A Trio of Black Scholars Honored With Distinguished Awards

Em Claire Knowles, assistant dean for student and alumni affairs at Simmons College in Boston, Massachusetts, received the Beta Phi Mu Award from the International Library and Information Studies Honor Society. The award is given “in recognition of the achievement of a library school faculty member or another individual for distinguished service to education for librarianship.”

Dr. Knowles joined the staff at Simmons College in 1988. She holds a doctorate in library science from Simmons College.

Tressie McMillan Cottom, an assistant professor of sociology at Virginia Commonwealth University in Richmond, received the 2017 Distinguished Feminist Activist award from Sociologists for Women in Society. The award honors “outstanding feminist advocacy efforts that embody the goal of service to women and have identifiably improved women’s lives.” Dr. Cottom is the author of Lower Ed: The Troubling Rise of For-Profit Colleges in the New Economy (The New Press, 2017).
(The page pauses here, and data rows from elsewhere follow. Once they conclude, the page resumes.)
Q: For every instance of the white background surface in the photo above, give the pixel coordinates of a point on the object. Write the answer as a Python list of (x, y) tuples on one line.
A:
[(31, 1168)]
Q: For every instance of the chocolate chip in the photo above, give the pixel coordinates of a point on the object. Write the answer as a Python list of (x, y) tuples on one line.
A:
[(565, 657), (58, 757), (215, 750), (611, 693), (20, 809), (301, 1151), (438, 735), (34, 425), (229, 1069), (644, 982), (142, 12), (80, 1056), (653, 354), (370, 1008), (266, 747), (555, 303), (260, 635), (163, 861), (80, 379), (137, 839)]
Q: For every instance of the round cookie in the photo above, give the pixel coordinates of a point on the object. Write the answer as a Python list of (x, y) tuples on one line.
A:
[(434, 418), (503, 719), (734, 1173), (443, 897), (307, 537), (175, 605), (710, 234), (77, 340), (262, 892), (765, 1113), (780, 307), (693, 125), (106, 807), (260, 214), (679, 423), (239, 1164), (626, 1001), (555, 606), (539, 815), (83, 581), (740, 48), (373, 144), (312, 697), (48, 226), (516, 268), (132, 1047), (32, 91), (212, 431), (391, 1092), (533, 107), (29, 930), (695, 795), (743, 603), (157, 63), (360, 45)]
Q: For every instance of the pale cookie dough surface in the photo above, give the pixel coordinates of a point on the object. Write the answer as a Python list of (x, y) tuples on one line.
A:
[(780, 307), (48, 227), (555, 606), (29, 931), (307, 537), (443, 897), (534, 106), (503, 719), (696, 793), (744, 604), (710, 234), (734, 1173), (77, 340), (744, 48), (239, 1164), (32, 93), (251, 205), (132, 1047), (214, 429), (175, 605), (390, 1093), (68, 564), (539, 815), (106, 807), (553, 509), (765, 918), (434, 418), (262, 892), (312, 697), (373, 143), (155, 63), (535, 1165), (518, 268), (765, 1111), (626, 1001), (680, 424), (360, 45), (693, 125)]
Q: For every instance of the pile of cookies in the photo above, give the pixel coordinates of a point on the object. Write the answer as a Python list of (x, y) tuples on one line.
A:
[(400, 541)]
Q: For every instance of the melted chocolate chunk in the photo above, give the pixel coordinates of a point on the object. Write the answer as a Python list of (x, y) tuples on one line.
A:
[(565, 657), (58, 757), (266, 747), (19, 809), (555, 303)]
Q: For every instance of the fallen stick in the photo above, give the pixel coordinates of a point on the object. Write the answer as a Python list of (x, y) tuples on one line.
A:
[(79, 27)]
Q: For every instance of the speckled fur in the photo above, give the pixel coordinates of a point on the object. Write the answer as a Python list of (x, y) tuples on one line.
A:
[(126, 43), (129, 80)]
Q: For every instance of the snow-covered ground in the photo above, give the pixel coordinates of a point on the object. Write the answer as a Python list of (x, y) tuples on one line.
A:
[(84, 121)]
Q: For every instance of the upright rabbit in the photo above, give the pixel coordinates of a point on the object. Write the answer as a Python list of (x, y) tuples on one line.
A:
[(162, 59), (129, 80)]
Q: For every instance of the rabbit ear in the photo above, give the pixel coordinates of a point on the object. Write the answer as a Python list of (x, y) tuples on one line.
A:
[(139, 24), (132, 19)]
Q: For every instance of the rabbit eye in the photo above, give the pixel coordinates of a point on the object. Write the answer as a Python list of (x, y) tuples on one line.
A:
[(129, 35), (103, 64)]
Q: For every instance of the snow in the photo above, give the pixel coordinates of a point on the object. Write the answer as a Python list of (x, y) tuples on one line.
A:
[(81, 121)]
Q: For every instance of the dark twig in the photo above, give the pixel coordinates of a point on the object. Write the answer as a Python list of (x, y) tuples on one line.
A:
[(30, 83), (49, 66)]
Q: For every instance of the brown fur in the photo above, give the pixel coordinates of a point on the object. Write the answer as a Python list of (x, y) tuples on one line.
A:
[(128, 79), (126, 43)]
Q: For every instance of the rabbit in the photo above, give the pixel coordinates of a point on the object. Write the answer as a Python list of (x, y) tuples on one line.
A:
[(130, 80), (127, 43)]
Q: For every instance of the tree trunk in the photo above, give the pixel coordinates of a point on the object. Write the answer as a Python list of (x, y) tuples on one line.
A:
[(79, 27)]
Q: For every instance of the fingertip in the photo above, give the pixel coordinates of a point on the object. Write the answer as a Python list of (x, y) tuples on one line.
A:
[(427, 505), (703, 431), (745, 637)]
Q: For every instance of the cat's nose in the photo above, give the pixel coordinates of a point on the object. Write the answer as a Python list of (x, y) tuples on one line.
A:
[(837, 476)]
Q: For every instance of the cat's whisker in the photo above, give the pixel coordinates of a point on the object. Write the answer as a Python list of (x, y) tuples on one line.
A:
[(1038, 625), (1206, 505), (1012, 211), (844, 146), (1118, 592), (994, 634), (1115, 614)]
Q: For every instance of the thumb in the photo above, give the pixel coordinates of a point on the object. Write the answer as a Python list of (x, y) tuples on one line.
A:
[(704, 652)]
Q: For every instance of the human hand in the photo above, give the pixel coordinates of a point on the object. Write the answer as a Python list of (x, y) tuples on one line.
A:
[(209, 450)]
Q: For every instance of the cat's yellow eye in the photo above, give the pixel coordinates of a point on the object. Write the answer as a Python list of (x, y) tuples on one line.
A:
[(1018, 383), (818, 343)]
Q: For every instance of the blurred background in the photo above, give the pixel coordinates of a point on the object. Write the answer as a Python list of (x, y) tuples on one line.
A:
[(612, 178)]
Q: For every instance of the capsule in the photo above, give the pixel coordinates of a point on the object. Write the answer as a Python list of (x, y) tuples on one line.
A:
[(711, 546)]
Dr. Cottom is a graduate of North Carolina Central University in Durham, where she majored in English and political science. She holds a Ph.D. in sociology from Emory University in Atlanta.

Robert A. Winn, professor of medicine, associate vice chancellor for community-based practice, and director of the Cancer Center at the University of Illinois at Chicago, received the Lifetime Achievement Award from the Center to Reduce Cancer Health Disparities of the National Cancer Institute.

Dr. Winn is a graduate of the University of Notre Dame and the University of Michigan Medical School.